Where was Benito Mussolini?

The Badoglio Government, which presumably knew, kept silent. But Europe's rumor factories labored overtime, putting the ex-Duce:

> In the comfortable Villa Torlonia outside Rome.

> In the uncomfortable Braschi Fortress outside Rome.

> In a hotel at Rome.

> In the royal villa at Viareggio on the Gulf of Genoa.

> In a seacoast town not far from the Isle of Elba.

> In Switzerland.

> In Spain.

> In Eire (but that was an English joke).

Benito Mussolini was under arrest and not under arrest; in solitary confinement and under house guard; seized while trying to flee Italy and seized in the Quirinal; held for his own safety and held for delivery to the Allies. If he dreamed of asylum somewhere abroad, President Franklin Roosevelt's warning to neutrals against such asylum shattered the dream.

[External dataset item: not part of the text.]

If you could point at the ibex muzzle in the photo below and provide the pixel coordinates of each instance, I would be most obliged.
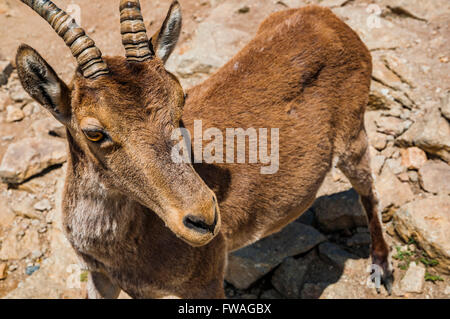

Wherever Benito Mussolini was, he passed his 60th birthday there. A deflated Mr. Toad, no longer could he swell visibly and let himself go with uplifted voice before supposedly enraptured audiences. From his ex-colleague Adolf Hitler came an anniversary gift: the works of Friedrich Nietzsche, who had written: "I teach you the Superman. . . . Thou hast made danger thy calling; therein is nothing contemptible." But from his ex-people came only bitter remembrance. Milan's Corriere della Sera called him "an aged corrupter," now as good as buried.